JAKARTA – Hak angket DPR hanya dapat ditujukan bagi Pemerintah selaku pelaksana kekuasaan eksekutif. Hal

JAKARTA – Hak angket DPR hanya dapat ditujukan bagi Pemerintah selaku pelaksana kekuasaan eksekutif. Hal tersebut disampaikan Guru Besar Hukum Tata Negara Universitas Andalas Yuliandri dalam sidang uji aturan hak angket DPR dalam Undang-Undang Nomor 17 Tahun 2014 tentang Majelis Permusyawaratan Rakyat, Dewan Perwakilan Rakyat, Dewan Perwakilan Daerah, dan Dewan Perwakilan Rakyat Daerah (UU MD3), Rabu (13/9). Sidang yang dipimpin Wakil Ketua MK Anwar Usman tersebut beragendakan mendengar Ahli yang dihadirkan para Pemohon perkara Nomor 36/PUU-XV/2017, 37/PUU-XV/2017, 40/PUU-XV/2017, dan 47/PUU-XV/2017.
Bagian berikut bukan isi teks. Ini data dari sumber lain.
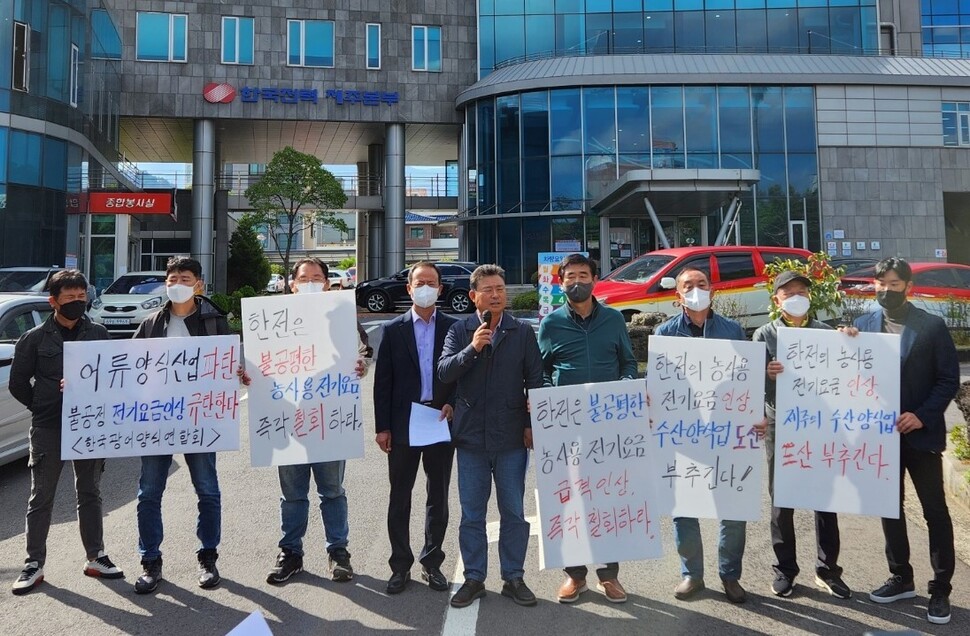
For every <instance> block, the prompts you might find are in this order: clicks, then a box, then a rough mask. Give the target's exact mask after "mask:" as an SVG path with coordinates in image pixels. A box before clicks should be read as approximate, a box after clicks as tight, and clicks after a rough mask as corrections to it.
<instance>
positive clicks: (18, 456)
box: [0, 294, 51, 464]
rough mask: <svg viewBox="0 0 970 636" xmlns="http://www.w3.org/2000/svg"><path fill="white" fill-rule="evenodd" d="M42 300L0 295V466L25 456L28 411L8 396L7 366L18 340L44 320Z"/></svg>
mask: <svg viewBox="0 0 970 636" xmlns="http://www.w3.org/2000/svg"><path fill="white" fill-rule="evenodd" d="M50 314H51V306H50V304H49V303H48V302H47V299H46V298H37V297H36V296H24V295H11V294H0V464H7V463H9V462H12V461H13V460H15V459H18V458H20V457H23V456H24V455H26V454H27V448H28V441H27V432H28V431H29V430H30V411H29V410H27V407H25V406H24V405H23V404H21V403H20V402H18V401H17V400H15V399H14V398H13V396H12V395H10V385H9V383H10V365H11V363H12V362H13V354H14V345H15V344H16V343H17V340H19V339H20V336H22V335H23V334H25V333H26V332H28V331H30V330H31V329H33V328H34V327H36V326H37V325H39V324H42V323H43V322H44V321H45V320H47V318H48V316H50Z"/></svg>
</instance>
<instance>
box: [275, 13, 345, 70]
mask: <svg viewBox="0 0 970 636" xmlns="http://www.w3.org/2000/svg"><path fill="white" fill-rule="evenodd" d="M287 34H288V35H287V46H286V50H287V52H288V54H287V56H286V63H287V65H288V66H316V67H325V68H332V67H333V22H331V21H329V20H289V21H288V22H287Z"/></svg>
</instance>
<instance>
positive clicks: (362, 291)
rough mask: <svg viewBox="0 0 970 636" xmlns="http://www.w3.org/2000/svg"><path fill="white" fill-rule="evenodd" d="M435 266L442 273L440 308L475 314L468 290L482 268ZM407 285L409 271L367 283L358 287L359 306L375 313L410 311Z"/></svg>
mask: <svg viewBox="0 0 970 636" xmlns="http://www.w3.org/2000/svg"><path fill="white" fill-rule="evenodd" d="M435 265H437V267H438V271H440V272H441V283H442V289H441V291H440V292H439V293H438V306H439V307H440V308H442V309H444V310H446V311H450V312H454V313H456V314H463V313H467V312H469V311H472V310H473V309H474V305H472V301H471V298H469V296H468V290H469V288H470V287H471V282H470V278H471V273H472V272H473V271H474V270H475V268H476V267H478V265H477V264H475V263H469V262H463V261H447V262H437V263H435ZM407 283H408V269H407V268H405V269H402V270H401V271H399V272H398V273H397V274H394V275H393V276H386V277H384V278H375V279H372V280H365V281H364V282H362V283H360V284H359V285H357V304H358V305H359V306H361V307H364V308H366V309H367V310H368V311H370V312H373V313H383V312H389V311H395V310H397V309H406V308H408V307H410V306H411V297H410V296H408V292H407Z"/></svg>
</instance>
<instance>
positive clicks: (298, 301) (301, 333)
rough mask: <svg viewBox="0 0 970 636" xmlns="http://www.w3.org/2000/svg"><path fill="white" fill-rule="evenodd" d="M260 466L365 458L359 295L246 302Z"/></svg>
mask: <svg viewBox="0 0 970 636" xmlns="http://www.w3.org/2000/svg"><path fill="white" fill-rule="evenodd" d="M242 314H243V316H242V318H243V329H244V334H245V335H244V342H245V348H244V351H245V355H246V370H247V372H248V373H249V375H250V377H251V378H252V384H251V385H250V386H249V400H248V404H249V447H250V459H251V462H252V465H253V466H280V465H286V464H307V463H314V462H323V461H335V460H339V459H349V458H351V457H363V456H364V430H363V422H362V420H361V406H360V382H359V380H358V378H357V374H356V372H355V370H354V369H355V366H356V364H357V358H358V357H359V353H358V336H357V311H356V305H355V303H354V292H353V291H337V292H326V293H318V294H288V295H286V296H283V297H281V298H270V297H262V298H244V299H243V301H242Z"/></svg>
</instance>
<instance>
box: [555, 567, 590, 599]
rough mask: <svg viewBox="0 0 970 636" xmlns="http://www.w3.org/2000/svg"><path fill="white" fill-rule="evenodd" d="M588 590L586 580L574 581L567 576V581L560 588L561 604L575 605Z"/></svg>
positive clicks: (562, 582) (573, 578) (570, 578)
mask: <svg viewBox="0 0 970 636" xmlns="http://www.w3.org/2000/svg"><path fill="white" fill-rule="evenodd" d="M586 590H587V587H586V579H574V578H573V577H571V576H569V575H568V574H567V575H566V580H565V581H563V582H562V585H560V586H559V602H560V603H575V602H576V601H577V600H579V595H580V594H582V593H583V592H585V591H586Z"/></svg>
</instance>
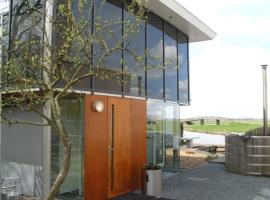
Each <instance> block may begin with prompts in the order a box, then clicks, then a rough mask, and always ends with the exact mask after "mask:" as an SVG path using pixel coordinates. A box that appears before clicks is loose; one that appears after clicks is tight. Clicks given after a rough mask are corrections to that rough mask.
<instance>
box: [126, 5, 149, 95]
mask: <svg viewBox="0 0 270 200" xmlns="http://www.w3.org/2000/svg"><path fill="white" fill-rule="evenodd" d="M130 6H131V3H130V2H128V1H126V3H125V9H124V20H123V23H124V34H125V35H126V36H127V38H126V39H125V40H124V43H123V47H124V49H126V50H127V51H125V53H124V54H123V60H124V68H123V77H124V81H123V86H124V94H125V95H128V96H138V97H144V96H145V21H144V20H143V19H138V17H136V16H135V15H134V13H136V12H138V11H137V10H136V9H135V10H133V11H131V9H130ZM134 28H135V29H138V30H137V31H136V32H134V31H133V30H134Z"/></svg>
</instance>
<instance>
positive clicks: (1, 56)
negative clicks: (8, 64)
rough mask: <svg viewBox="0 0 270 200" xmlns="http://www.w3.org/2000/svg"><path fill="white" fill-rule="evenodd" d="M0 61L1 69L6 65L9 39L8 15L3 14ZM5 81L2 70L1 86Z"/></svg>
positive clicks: (5, 82)
mask: <svg viewBox="0 0 270 200" xmlns="http://www.w3.org/2000/svg"><path fill="white" fill-rule="evenodd" d="M0 20H1V21H0V39H1V41H0V56H1V58H0V61H1V64H0V65H1V67H2V66H5V65H6V64H7V57H8V39H9V32H8V26H9V15H8V14H4V15H0ZM6 81H7V73H6V72H5V70H4V69H3V68H2V74H1V82H2V84H1V86H5V85H6Z"/></svg>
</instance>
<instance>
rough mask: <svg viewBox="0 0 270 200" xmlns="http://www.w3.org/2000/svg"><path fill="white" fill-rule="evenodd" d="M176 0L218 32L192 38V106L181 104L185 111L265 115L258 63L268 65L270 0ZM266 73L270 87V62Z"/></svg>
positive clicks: (195, 113) (191, 91)
mask: <svg viewBox="0 0 270 200" xmlns="http://www.w3.org/2000/svg"><path fill="white" fill-rule="evenodd" d="M177 1H178V2H179V3H180V4H181V5H183V6H184V7H185V8H186V9H188V10H189V11H190V12H191V13H193V14H194V15H195V16H197V17H198V18H200V19H201V20H202V21H203V22H204V23H206V24H207V25H208V26H209V27H211V28H212V29H213V30H214V31H215V32H216V33H217V36H216V38H215V39H214V40H212V41H206V42H198V43H191V44H190V91H191V106H187V107H181V117H182V118H188V117H196V116H221V117H230V118H262V106H263V105H262V102H263V101H262V85H263V84H262V69H261V67H260V66H261V65H262V64H269V65H270V11H269V10H270V1H269V0H218V1H217V0H203V1H199V0H177ZM267 76H268V88H269V89H270V67H269V69H268V72H267ZM268 94H269V95H270V92H269V90H268ZM268 99H269V100H270V96H269V98H268ZM268 105H269V107H270V102H269V101H268Z"/></svg>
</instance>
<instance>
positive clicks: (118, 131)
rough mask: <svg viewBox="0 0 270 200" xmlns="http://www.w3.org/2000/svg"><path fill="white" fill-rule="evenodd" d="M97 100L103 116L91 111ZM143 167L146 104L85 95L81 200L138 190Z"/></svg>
mask: <svg viewBox="0 0 270 200" xmlns="http://www.w3.org/2000/svg"><path fill="white" fill-rule="evenodd" d="M97 100H100V101H102V102H103V103H104V105H105V109H104V111H103V112H102V113H97V112H95V111H93V110H92V104H93V102H95V101H97ZM110 149H111V150H110ZM112 149H113V150H112ZM145 163H146V101H144V100H134V99H124V98H117V97H106V96H93V95H86V96H85V198H84V199H85V200H105V199H108V198H112V197H115V196H119V195H121V194H124V193H127V192H130V191H132V190H137V189H140V188H141V187H142V185H141V183H142V169H143V167H144V165H145Z"/></svg>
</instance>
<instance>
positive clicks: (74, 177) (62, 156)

Yuliandri yang hadir sebagai Ahli Tim Advokasi Selamatkan KPK (47/PUU-XV/2017) menekankan KPK merupakan lembaga independen yang tidak dapat intervensi oleh lembaga negara manapun. Oleh karena itu, hak angket DPR tidaklah tepat dilakukan karena KPK bukan bagian dari kekuasaan eksekutif.

“Jika demikian, presiden sebagai pimpinan eksekutif tertinggi tentu harus pula bertanggung jawab terhadap segala tindakan KPK, membaca rancang bangun sistem ketatanegaraan Indonesia. Hal itu mustahil terjadi, sebab presiden bukanlah atasan KPK, layaknya tindakan sebuah kementerian yang diselidiki oleh DPR harus dipertanggungjawabkan pula oleh presiden dan/atau menteri terkait,” terangnya.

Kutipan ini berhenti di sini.